REVIEW: Flat Notes, Sluggish Orchestration Halt The Concert

A pleasant dramatic caper that wears out its welcome, The Concert is the houseguest who sings a little too loudly and too long for his supper, tone deaf to the line between charm and imposition. As the film's fairy-tale story is stretched beyond its means, disbelief -- at first suspended with pleasure -- is restored in increments, and mild resentment sets in.

Andreï Filipov (Alekseï Guskov) is a janitor at the Bolshoi in Moscow who is banned from sitting in on orchestra rehearsals when his cell phone interrupts one. A former conductor whose career ended 30 years earlier when he refused to capitulate to the Communist establishment's anti-Semitic demands (i.e., fire all the Jews), Andreï ekes out a living in his former wheelhouse. After intercepting a fax sent to the Bolshoi director's office inviting the orchestra for a one-off at the Pleyel in Paris, the humbled maestro hatches a pretty grand plan.

Director and writer Radu Mihaileanu sets up the story with deft economy: Andreï and his friend Sacha (Dmitri Nazarov), an ambulance driver and cello player, drive around Moscow rounding up the old crew. Their former manager Ivan (Valeri Barinov), a stalwart Communist who betrayed them to the authorities way back when, is asked to help pull off the 50-piece hoodwink.

Andreï is ashamed of the current Bolshoi, and there is a more general lamenting of the state of Russian culture and excellence, an implied mourning of the good old days when an artist's or athlete's livelihood literally depended on delivering perfection to the state. Ivan is the most openly nostalgic, still running pinko rallies and hiring extras to fill them out. (In one of the funniest side-plots, Andreï's wife supplies enemy gangsters with extras who attend their gaudy weddings, which are held in small amphitheaters.) The irony of a Communist regime that had every Russian (except Andreï, of course) fending only for himself seems lost on Ivan, who nevertheless agrees to negotiate a list of demands with the French.

Class and nationalist tensions pervade these scenes, if never to more than farcical effect. The Russians are bent on showing the French they still rule the classical arts, even as they rely on and play up received wisdom about the Slavic temperament. They have comically outdated ideas about asserting their status (Ivan insists on a boat tour of the city and dinner at a restaurant that hasn't been hot -- and hasn't even existed -- since 1982) and pull their musicians from every walk of life. Andreï's main request is that a young French soloist named Anne-Marie Jacquet (Mélanie Laurent) accompany the orchestra. His hidden connection to her is drawn out over the group's eventual arrival in Paris (after acquiring a raft of fake passports and visas) and the ultimate performance of a Tchaikovsky piece.

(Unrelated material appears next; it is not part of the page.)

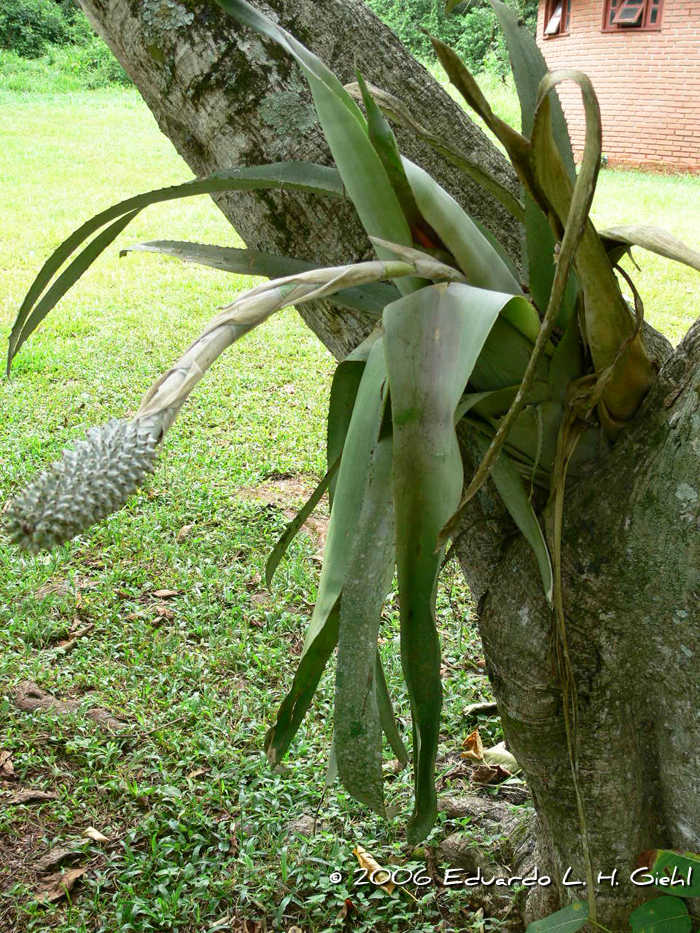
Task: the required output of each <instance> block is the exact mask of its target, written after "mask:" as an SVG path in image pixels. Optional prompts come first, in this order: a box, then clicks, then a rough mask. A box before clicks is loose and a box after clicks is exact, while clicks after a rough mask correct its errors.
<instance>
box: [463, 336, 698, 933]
mask: <svg viewBox="0 0 700 933" xmlns="http://www.w3.org/2000/svg"><path fill="white" fill-rule="evenodd" d="M562 561H563V581H564V597H565V612H566V628H567V634H568V641H569V649H570V652H571V657H572V663H573V668H574V672H575V677H576V683H577V689H578V700H579V727H578V748H579V770H580V785H581V790H582V793H583V797H584V804H585V816H586V823H587V826H588V834H589V837H590V848H591V855H592V861H593V867H594V877H597V875H598V873H599V872H602V873H603V874H604V875H611V874H612V872H613V870H615V869H616V870H617V878H616V881H617V882H619V886H615V887H611V884H610V882H609V881H602V882H601V883H600V884H599V885H598V886H597V891H598V902H599V906H600V909H601V911H602V915H601V917H600V919H601V921H602V922H603V923H606V924H607V925H610V924H613V925H619V927H620V928H625V927H626V926H627V923H626V916H627V915H628V913H629V907H630V905H631V904H634V903H636V902H639V901H640V900H643V899H645V897H647V896H648V895H649V890H648V889H647V888H643V887H635V886H634V885H633V884H631V883H630V880H629V876H630V874H631V872H632V871H634V869H635V867H636V860H637V857H638V856H639V855H641V853H643V852H645V851H646V850H648V849H652V848H656V847H660V848H673V849H680V850H685V851H691V852H697V851H699V850H700V768H699V767H698V765H699V758H698V752H697V748H698V740H699V738H700V728H699V725H700V724H699V720H698V713H697V710H698V708H700V677H699V675H698V670H699V669H698V657H699V652H700V320H698V321H696V323H695V325H694V326H693V327H692V328H691V330H690V331H689V333H688V335H687V336H686V337H685V339H684V340H683V342H682V343H681V345H680V346H679V347H678V349H677V351H676V352H675V353H674V354H673V355H672V356H671V357H670V358H669V360H668V361H667V362H666V364H665V365H664V367H663V368H662V370H661V373H660V375H659V379H658V381H657V383H656V385H655V386H654V388H653V390H652V392H651V393H650V395H649V397H648V398H647V399H646V401H645V403H644V406H643V408H642V410H641V411H640V412H639V413H638V415H637V417H636V418H635V420H634V422H633V424H632V426H631V427H630V428H628V429H627V430H626V431H625V433H624V434H623V436H622V437H621V438H620V440H619V441H618V442H617V444H616V445H615V447H614V448H613V451H612V453H611V455H610V456H609V457H608V458H607V459H606V460H605V461H604V462H603V463H602V464H600V465H599V466H598V467H597V468H596V470H595V472H594V473H593V475H591V476H590V477H589V478H587V479H585V480H582V481H581V482H580V483H579V484H578V485H577V487H576V488H574V489H572V490H571V491H570V495H569V496H568V497H567V500H566V505H565V512H564V532H563V548H562ZM480 628H481V635H482V638H483V642H484V650H485V655H486V658H487V663H488V671H489V676H490V678H491V682H492V684H493V687H494V691H495V694H496V697H497V699H498V705H499V712H500V713H501V717H502V720H503V725H504V730H505V733H506V736H507V738H508V742H509V744H510V746H511V748H512V750H513V753H514V754H515V756H516V757H517V758H518V760H519V761H520V762H521V764H522V766H523V770H524V771H525V774H526V775H527V780H528V784H529V785H530V788H531V790H532V794H533V798H534V801H535V805H536V808H537V812H538V815H539V818H540V823H541V827H542V837H543V839H544V840H545V842H546V844H545V846H544V848H545V850H546V852H547V854H548V856H549V864H548V865H546V866H542V868H543V869H545V870H547V872H548V873H551V875H552V877H553V878H554V879H556V880H559V881H560V880H561V879H562V878H563V876H564V873H565V871H566V868H567V867H569V866H572V868H573V871H574V873H575V872H578V875H574V877H577V878H578V879H581V878H585V875H582V874H581V872H582V870H583V863H582V857H581V848H580V833H579V822H578V817H577V812H576V804H575V799H574V794H573V786H572V780H571V770H570V766H569V760H568V755H567V748H566V741H565V735H564V724H563V718H562V693H561V689H560V686H559V680H558V677H557V676H556V674H555V672H554V665H553V655H552V647H551V638H552V622H551V613H550V612H549V611H548V609H547V607H546V605H545V603H544V600H543V598H542V596H541V593H540V587H539V586H538V580H537V574H536V571H535V569H534V561H533V560H532V555H531V553H530V552H529V550H528V549H527V547H524V546H523V542H522V541H521V540H517V541H515V542H514V543H513V544H512V545H511V546H510V547H508V548H507V549H506V550H505V552H504V554H503V557H502V559H501V561H500V562H499V564H498V566H497V567H496V568H495V570H494V573H493V577H492V578H491V580H490V584H489V586H488V589H487V590H486V591H485V592H483V594H482V599H481V603H480ZM542 841H543V840H542V838H541V839H540V843H541V848H542ZM582 890H583V889H581V888H579V889H569V891H570V892H572V891H573V892H575V893H576V894H577V895H578V896H581V891H582ZM654 893H658V892H654ZM661 893H666V892H665V891H664V890H663V889H662V890H661ZM562 895H563V898H564V899H566V894H565V893H564V891H563V890H562ZM569 896H570V894H569Z"/></svg>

The old orchestra does not manage a single rehearsal; a mass defection takes place as soon as they reach France. The group abandons their leader, drinking and demanding money before disappearing into the city. After taking pains to demonstrate that class and artistic sensibility are not the privilege of the well-born, Mihaileanu turns these underdogs into reckless curs.

The outbursts and confrontations between the various factions grow enervating; the French scenes comprise a poorly paced build-up to a concert that might make you regret wishing that actual music (if not rehearsal) had featured more prominently throughout. The climactic scene is an interminable feast of art-as-epiphany cliché: Laurent and Guskov make big, meaningful eyes at each other as the latter conducts the former through her first Tchaikovsky piece. They exchange look after look after look of sublime communion and understanding as the piece builds and builds and builds. And builds. Much like The Concert, the concert starts out strong but gets muddled in sentiment when it comes time to soar.